AngelCV Interfaces

AngelCV provides Python interfaces to simplify interaction with models and results. The primary interfaces are ObjectDetectionModel for interacting with the detection models and InferenceResult (along with Boxes) for handling model outputs.

`ObjectDetectionModel` Interface

Path: angelcv.interface.object_detection.ObjectDetectionModel

This is the main high-level class for object detection tasks. It acts as a wrapper around the underlying YoloDetectionModel (or other future model types) and PyTorch Lightning, providing a simplified API for training, inference, validation, testing, and model export.

Refer to the Object Detection section for a detailed guide on its methods like __init__, predict, train, validation, test, and export.

Key responsibilities:

Loading models from configuration files (.yaml) or checkpoints (.ckpt, .pt).
Managing dataset configurations and data modules.
Orchestrating training, validation, and testing loops via PyTorch Lightning.
Preprocessing inputs for inference.
Postprocessing raw model outputs into InferenceResult objects.
Exporting models to deployment formats (e.g., ONNX).

`InferenceResult` Interface

Path: angelcv.interface.inference_result.InferenceResult

When you run model.predict(...) or model(...), you get back a list of InferenceResult objects, one for each image processed.

An InferenceResult object encapsulates everything related to the detection output for a single image.

# Example usage after model.predict()
results: list[InferenceResult] = model.predict(source)
single_result: InferenceResult = results[0]

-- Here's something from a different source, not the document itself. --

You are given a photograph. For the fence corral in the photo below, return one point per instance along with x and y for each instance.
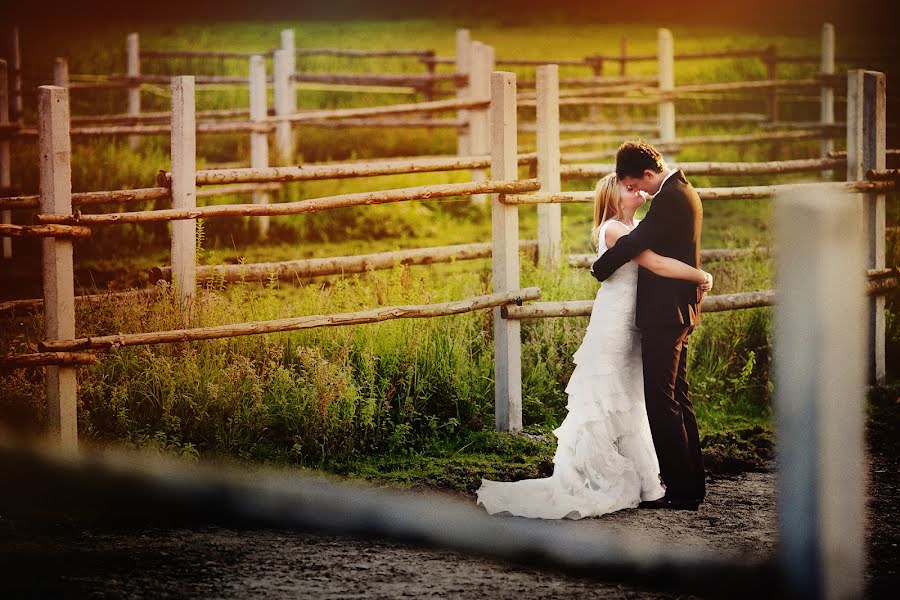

Key Attributes and Methods

original_image: np.ndarray: The original input image (as a NumPy array in RGB format) that was processed.
boxes: Boxes: An instance of the Boxes class (see below), which holds all bounding box information, confidences, and class labels.
model_output: torch.Tensor: The raw, filtered output tensor from the model for this specific image, after initial confidence thresholding (shape: [num_detections, 6], where columns are x1, y1, x2, y2, confidence, class_id). Coordinates are usually in the model's input resolution space before mapping back to original image coordinates (this mapping is handled by the Boxes class).
confidence_th: float: The confidence threshold that was applied to generate these results (note: Boxes also has its own thresholding for some operations if needed, but this reflects the threshold used during the predict call).
class_labels: list[str]: A list of class names. This can be set or accessed directly. If provided during ObjectDetectionModel initialization (via dataset config), results will have these populated.
annotate_image(font_scale=0.5, thickness=2, show_conf=True) -> np.ndarray:
- Draws bounding boxes, class labels, and (optionally) confidence scores on a copy of the original image.
- Returns the annotated image as a NumPy array (RGB).
show(window_name="Inference Result", block=True):
- Displays the annotated image using OpenCV's imshow. Press any key to close the window.
- block=True means it will wait for a key press.
save(output_path: str | Path, show_conf: bool = True):
- Saves the annotated image to the specified output_path.

`Boxes` Interface

Path: angelcv.interface.inference_result.Boxes

This class is a component of InferenceResult (accessible via result.boxes) and is responsible for managing and converting bounding box coordinates. It takes the model's raw bounding box outputs (which are typically in the coordinate system of the resized/padded image fed to the model) and handles the mapping back to the original image's coordinate system.

Initialization (Internal)

The Boxes object is created internally by InferenceResult.

boxes_instance = Boxes(
    model_output: np.ndarray | torch.Tensor, # Filtered detections [N, 6]
    original_width: int,
    original_height: int,
    img_coordinate_mapper: ImageCoordinateMapper,
    class_labels: list[str] | None = None,
)

img_coordinate_mapper: An important utility (angelcv.utils.source_utils.ImageCoordinateMapper) that stores the transformation (padding, resizing) applied to the original image and knows how to map coordinates back and forth.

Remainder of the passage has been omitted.